/Peça Para Sair

Artigo publicado na revista WELCOME Congonhas, abril de 2008 – ano 2 – número 13

Tropa de Elite serve de pretexto para justificar práticas duvidosas de motivação profissional

As piores projeções do crescente moralismo reacionário na sociedade globalizada estão se confirmando mais depressa que o imaginado. A Revista da Folha, publicação encartada aos domingos no jornal Folha de S.Paulo, datada de 23 de março, estampou em sua capa uma foto de um grupo de 21 pessoas, na faixa dos 30, 40 anos, distribuídas em duas colunas de dez, dispostas dois a dois, com a figura excedente à frente dos demais, tendo como pano de fundo uma bandeira preta com uma caveira ao centro, circundada de vermelho. Todos estão de braços cruzados, ninguém sorri.

Ao se ler a legenda, descobre-se que aquela não é uma fotografia de um exército, mas sim – pasme – de funcionários de uma empresa têxtil conhecida popularmente por sua produção de soutiens e calcinhas. Esses garbosos e sérios funcionários mostram, em si próprios, o produto do programa motivacional pelo qual passaram, no qual aprenderam que vencer o bandido e vender o seu produto é equivalente. E isso sob a inspiração de um dos maiores sucessos recentes do cinema brasileiro, o filme Tropa de Elite.

O longa-metragem de José Padilha é um grande filme, pois grande é uma obra de arte que provoca diversas interpretações e não uma só.
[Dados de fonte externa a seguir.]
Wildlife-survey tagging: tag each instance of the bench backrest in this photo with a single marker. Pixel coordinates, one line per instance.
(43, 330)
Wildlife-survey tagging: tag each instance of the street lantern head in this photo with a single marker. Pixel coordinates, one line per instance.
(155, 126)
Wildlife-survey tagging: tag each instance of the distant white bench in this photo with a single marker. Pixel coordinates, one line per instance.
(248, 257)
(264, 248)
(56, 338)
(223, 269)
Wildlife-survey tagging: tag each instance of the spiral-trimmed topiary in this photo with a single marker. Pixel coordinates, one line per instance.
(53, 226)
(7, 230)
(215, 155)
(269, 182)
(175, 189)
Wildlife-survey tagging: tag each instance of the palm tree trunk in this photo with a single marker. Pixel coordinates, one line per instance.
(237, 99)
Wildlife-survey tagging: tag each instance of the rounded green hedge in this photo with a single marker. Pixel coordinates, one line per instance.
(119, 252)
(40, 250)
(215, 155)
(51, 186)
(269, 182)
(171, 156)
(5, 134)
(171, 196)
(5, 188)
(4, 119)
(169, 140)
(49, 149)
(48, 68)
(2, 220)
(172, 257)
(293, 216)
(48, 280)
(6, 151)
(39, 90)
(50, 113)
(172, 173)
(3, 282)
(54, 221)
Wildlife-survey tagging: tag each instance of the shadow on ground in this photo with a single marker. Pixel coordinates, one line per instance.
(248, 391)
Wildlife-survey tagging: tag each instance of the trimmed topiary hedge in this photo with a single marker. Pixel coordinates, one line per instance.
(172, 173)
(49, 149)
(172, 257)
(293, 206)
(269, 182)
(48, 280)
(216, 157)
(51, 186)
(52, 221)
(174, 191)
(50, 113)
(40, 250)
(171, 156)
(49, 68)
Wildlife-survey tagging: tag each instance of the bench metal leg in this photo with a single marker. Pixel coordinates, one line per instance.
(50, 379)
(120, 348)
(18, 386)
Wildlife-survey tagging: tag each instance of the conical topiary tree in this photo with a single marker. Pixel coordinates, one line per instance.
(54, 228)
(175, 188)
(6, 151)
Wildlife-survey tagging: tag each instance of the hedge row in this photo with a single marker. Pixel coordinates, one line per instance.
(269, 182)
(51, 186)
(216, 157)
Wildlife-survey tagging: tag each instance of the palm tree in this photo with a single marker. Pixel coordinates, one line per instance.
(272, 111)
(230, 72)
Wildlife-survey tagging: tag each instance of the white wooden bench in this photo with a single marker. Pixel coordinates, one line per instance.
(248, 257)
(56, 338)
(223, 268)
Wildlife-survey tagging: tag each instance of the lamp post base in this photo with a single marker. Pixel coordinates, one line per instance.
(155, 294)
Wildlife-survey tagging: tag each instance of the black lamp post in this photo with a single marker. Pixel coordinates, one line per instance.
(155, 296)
Os de direita ficam contentes com as críticas ao falso bom- mocismo da esquerda universitária; os de esquerda se comprazem na denúncia da violência policial; os defensores da família torcem para que o protagonista, Capitão Nascimento, seja mais marido e menos polícia – só para lembrar algumas passagens. A complexidade de Tropa de Elite se vê pasteurizada, ou seja, perde sua virulência, quando reduzida a uma expressão banal, infantil, mas não por isso inofensiva, de que a melhor forma de motivarmos as pessoas seja transformá-las em um pelotão páramilitar, maniqueísta, no qual a experiência humana se reduz a ser caveira ou invertebrado; caveira, fica no trabalho, invertebrado, pede para sair.

Não, não podemos culpar o filme premiado por esse tipo de mediocrização, que se soma a outros exemplos contados pela reportagem de Maeli Prado, como o de uma seguradora de um importante banco brasileiro – associado ao cinema, até aqui ao menos, por outros motivos -, que pretende que seus funcionários achem dentro deles “as características do caveira” (sic), culminando com a pérola: “Quando alguém consegue bater a meta, faz no computador um bonequinho com a caveira do Bope e manda por e-mail” (provavelmente para o cemitério, é o caso de imaginar).

Se a polícia carioca conseguiu fazer uma tropa de elite, o mesmo não se pode dizer dessa ideologia empresarial que até mesmo já perdeu o senso do ridículo. Ela está bem mais próxima do contrário, da irresponsabilidade da elite, cujas conseqüências têm dado tanto trabalho às tropas policiais.
Disso, não há o que esperar a não ser pedir para sair.